Mauro Galvão relembra conquista da Libertadores


No terceiro dia da série de reportagens especiais sobre os 20 anos da conquista da Libertadores, o Site Oficial do Vasco vai contar um pouco da história do capitão daquele time: Mauro Galvão. O zagueiro começou a carreira no Internacional e passou por Bangu, Botafogo, Lugano (SUI) e Grêmio antes de chegar em São Januário. Com 36 anos e sob desconfiança, Galvão foi uma aposta da diretoria e do técnico Antônio Lopes e deu muito certo.

Apesar de ser o jogador mais velho do elenco, demorou um ano para Mauro Galvão assumir a braçadeira de capitão. Quando chegou, em 97, o dono da faixa era Edmundo. Ídolo da torcida e craque do time na conquista do Brasileirão daquele ano, o Animal deixou o Vasco após o tri nacional e Antônio Lopes não teve dúvida em escolher o seu representante dentro de campo.

– O Mauro era um cara muito sério, experiente, que trabalhava forte. Ele era um exemplo para os jogadores mais jovens daquele elenco, como Felipe, Pedrinho, Vagner e Luizão. E o Odvan ganhou muita confiança jogando ao lado dele. Foi uma defesa que se encaixou rápido e se entendeu muito bem – disse o Delegado, em conversa com o Site Oficial.

Em papo com o Site Oficial, Mauro Galvão ressalta que o mais importante naquela conquista foi a manutenção do elenco que venceu o Brasileirão no ano anterior. As únicas mudanças foram no ataque, já que saíram Edmundo e Evair, mas chegaram Donizete e Luizão. Outros nomes, como o lateral-direito Vitor e o meia Vágner chegaram ao clube e foram importantes.

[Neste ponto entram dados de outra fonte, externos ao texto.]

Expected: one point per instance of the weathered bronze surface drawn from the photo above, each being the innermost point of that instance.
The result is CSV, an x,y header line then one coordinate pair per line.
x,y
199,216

– Lembro que nossa base era o time campeão de 97, então aconteceram poucas mudanças. Só no ataque. Mas o Donizete e o Luizão chegaram muito bem, com outra característica e encaixaram muito bem. Isso foi fundamental. Pouca mudança, o Lopes não precisou mexer muito no time. O time era acostumado com jogos grandes, não sentia.

Quem imaginava que, quando contratados, Mauro Galvão e Odvan ser tornariam uma das duplas de zaga mais vitoriosas da história do Vasco, provavelmente seria considerado muito otimista. Enquanto o primeiro chegava ao clube na reta final da carreira, o outro era uma aposta contratado junto ao Americano, de Campos. Enquanto Galvão se destacava pela técnica e leitura de jogo, Odvan fazia diferença na força e no vigor físico. Os dois se completavam em campo, como bem definiu o Capitão América:

– São situações que acontecem dentro do futebol. O Odvan tem uma característica bem definida. Muito forte e bom na bola aérea. Tinha uma recuperação muito boa. Vivia o auge da forma física, tinha 23 anos. Ele soube chegar e não sentiu a mudança. Sempre ouviu a gente, sempre soube entender o que a gente pedia. E foi um cara com atitude positiva, que é importante dentro do futebol. Fez por merecer essa história e fizemos uma dupla vencedora. Ficou marcado. Todo lugar que vou, falam dessa dupla. A torcida do Vasco sempre me lembra.